The EU’s top court has ruled that homosexuals from Sierra Leone, Uganda and Senegal who fear imprisonment in their home country have grounds for asylum in EU member states.
The Netherlands had asked the court for advice about three gay citizens of those countries seeking asylum.
The European Court of Justice (ECJ) says asylum can be granted in cases where people are actually jailed for homosexuality in their home country.
ECJ rulings apply to all EU members.
Homosexual acts are illegal in most African countries, including key Western allies such as Uganda, Nigeria, Kenya and Botswana.
In June a report by Amnesty International said homophobic attacks had reached dangerous levels in sub-Saharan Africa and must stop.

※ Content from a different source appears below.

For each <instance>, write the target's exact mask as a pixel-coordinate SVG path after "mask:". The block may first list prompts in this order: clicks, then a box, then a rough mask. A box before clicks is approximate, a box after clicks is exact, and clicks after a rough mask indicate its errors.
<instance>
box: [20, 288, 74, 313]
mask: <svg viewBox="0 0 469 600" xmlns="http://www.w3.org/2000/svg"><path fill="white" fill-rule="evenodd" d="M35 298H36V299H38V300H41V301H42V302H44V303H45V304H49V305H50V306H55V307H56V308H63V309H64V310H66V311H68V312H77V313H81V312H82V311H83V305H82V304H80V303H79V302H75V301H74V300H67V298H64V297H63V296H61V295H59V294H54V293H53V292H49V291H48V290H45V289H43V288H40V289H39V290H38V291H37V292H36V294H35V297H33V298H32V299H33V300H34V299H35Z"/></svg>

The ECJ judgment on Thursday was a response to the Dutch Council of State, a top advisory body, which had asked whether homosexuals could be considered a “particular social group” and whether criminalisation and possible imprisonment amounted to persecution.
The ECJ, based in Luxembourg, says laws specifically targeting homosexuals do make them a separate group.
But it is up to the national authorities – in this case the Netherlands – to determine “whether, in the applicant’s country of origin, the term of imprisonment… is applied in practice”.
The mere existence of a ban on homosexuality is not grounds in itself for approving an asylum request, the ECJ ruled.
Under international law a particular social group with a well-founded fear of persecution can claim refugee status if the persecution amounts to a severe violation of human rights.